Reviews

Two Strangers (Carry A Cake Across New York) review – sweet, sugary and a sure-fire West End success

The new musical moves to the Criterion Theatre for a limited season

Alex Wood

Alex Wood

| London |

24 April 2024

two str 1
Dujonna Gift and Sam Tutty, © Tristram Kenton

Not every hit musical has to be about something seismic or historic, like winning the Second World War, or the Founding Fathers, or the six wives of Henry VIII. Some can be heartfelt, intimate, messy and utterly endearing – as proven by Two Strangers (Carry A Cake Across New York). 

First seen as The Season in Northampton before being rechristened when it was reinvented at London’s Kiln Theatre, the show now settles into a lengthy stay within the cosy confines of the chocolate box Criterion Theatre. 

Arriving as part of the wave of new, homegrown musicals that seem to be washing into the West End (Kathy and Stella Solve A Murder!, The Curious Case of Benjamin Button, Operation Mincemeat and more are comrades-in-arms), Jim Barne and Kit Buchan’s Two Strangers does exactly what it says on the tin – spending 36 hours in the company of two lost souls who rock their way around the Big Apple, with the occasional baked-good-related hijink. 

The souls in question are Dougal (Sam Tutty) – a cherubic, chipper mid-20s Brit flying over for his dad’s wedding, and Robin (Dujonna Gift) – the 20-something sister of the bride tasked with meeting him at the airport. Dysfunctional, disastrous and downright hilariously paired, the duo embark on a two-act rollercoaster ride through fraught familial drama, earnest musical confession and comedic caper. 

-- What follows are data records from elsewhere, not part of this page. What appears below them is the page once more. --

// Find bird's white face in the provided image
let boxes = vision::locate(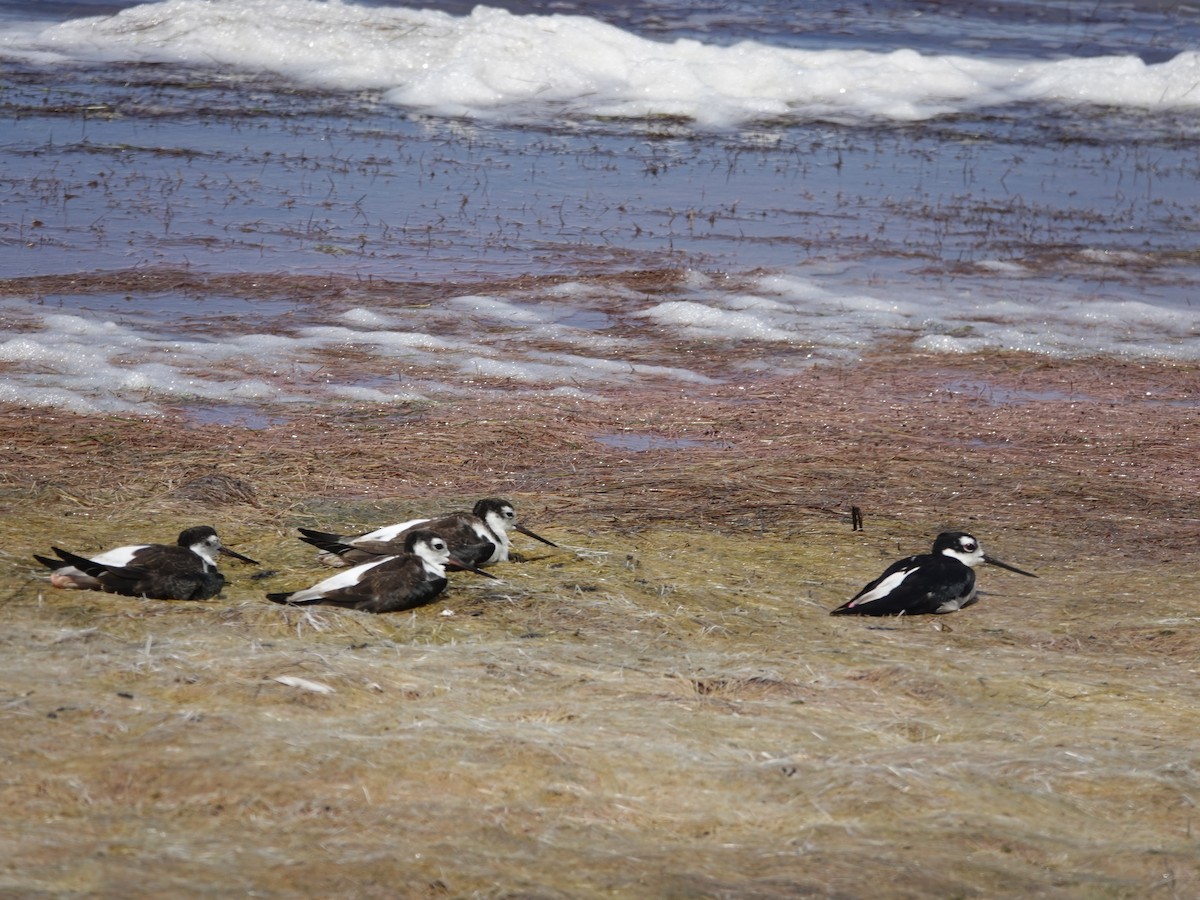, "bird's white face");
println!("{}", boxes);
[191,534,221,565]
[942,534,984,569]
[413,538,450,569]
[487,506,517,536]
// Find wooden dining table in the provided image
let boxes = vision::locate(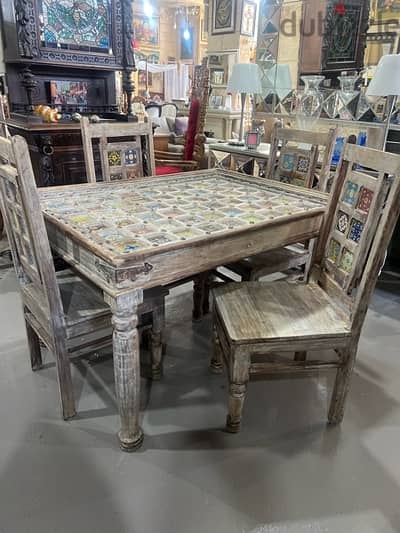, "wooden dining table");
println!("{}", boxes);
[39,169,327,451]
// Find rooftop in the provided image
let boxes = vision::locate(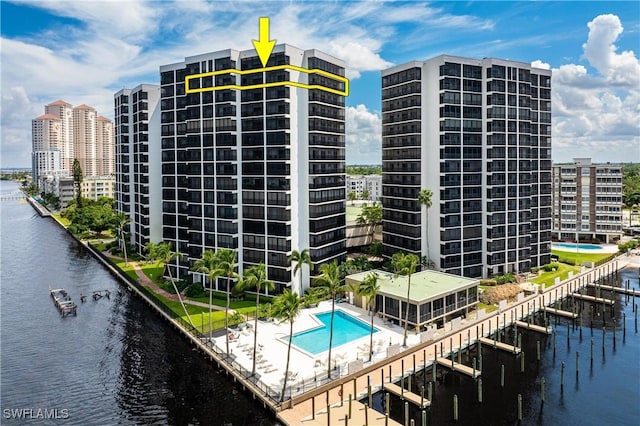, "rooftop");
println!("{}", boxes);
[36,114,60,121]
[47,99,71,106]
[347,269,478,304]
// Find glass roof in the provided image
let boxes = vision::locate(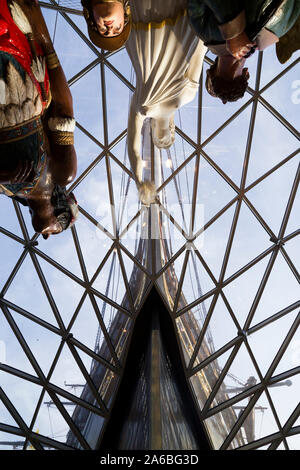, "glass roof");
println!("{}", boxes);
[0,0,300,450]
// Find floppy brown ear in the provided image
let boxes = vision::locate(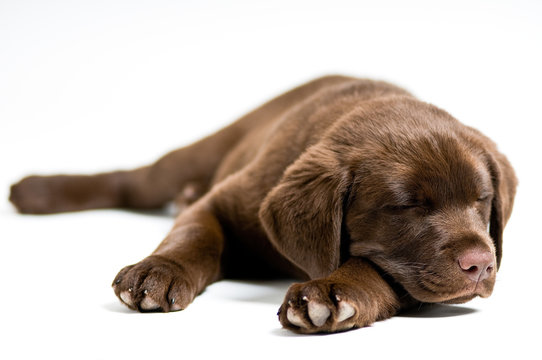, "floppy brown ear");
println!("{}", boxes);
[489,149,517,268]
[259,144,350,279]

And when I say comedic, Barne and Buchan’s book is up there with the funniest in the West End right now – both Tutty and Gift have the audiences in the palms of their hands with every wisecrack, wordplay and whimsy. Tutty revels in Dougal’s oddball energy (worlds away from his star-making turn in Dear Evan Hansen), while Gift peels away the layers of the curmudgeonly Robin with masterly precision. The pair can sing, obviously, but here they succeed first and foremost as comedic performers – embellishing their two characters with enough nuance and charisma to carry an audience’s attention through two acts. 

sam and dujonna1
Sam Tutty and Dujonna Gift © Tristram Kenton

Anyone pining for lashings of feel-good rom-com energy will leave belly-full – the audience on opening night were in stitches throughout. Cast out into a city full of dreams, drama and contradiction, Dougal and Robin perfectly sum up the late-millennial paradox – constantly striving for a sense of self in an overwhelming environment that never offers easy answers. 

The tunes themselves are for the most part big, catchy and chipper. There’s also verve – a fantastic patter number kicks off act two, pulled from the sheet music of comic opera and delivered with incredible diction from Gift. 

Which means that Two Strangers is as good a night out in the West End as you can get. Director Tim Jackson keeps the pace fleet – sentimentality is alighted upon, but never overindulged. He essentially captures the experience of a whistle-stop trip to New York – chaotic, bright, bold and relentless. It’s helped no-end by Soutra Gilmour’s unimposing yet versatile snow-globe set.
The rom-com format can go one of two ways – bold or banal. What Barne and Buchan’s book displays, through its conclusion, is a sense of ardent maturity and poise, fine-tuned by years of development – never resorting to easy-win tropes but taking harder-fought routes to keenly-felt catharsis. This is a show that both has its cake and eats it. With gusto.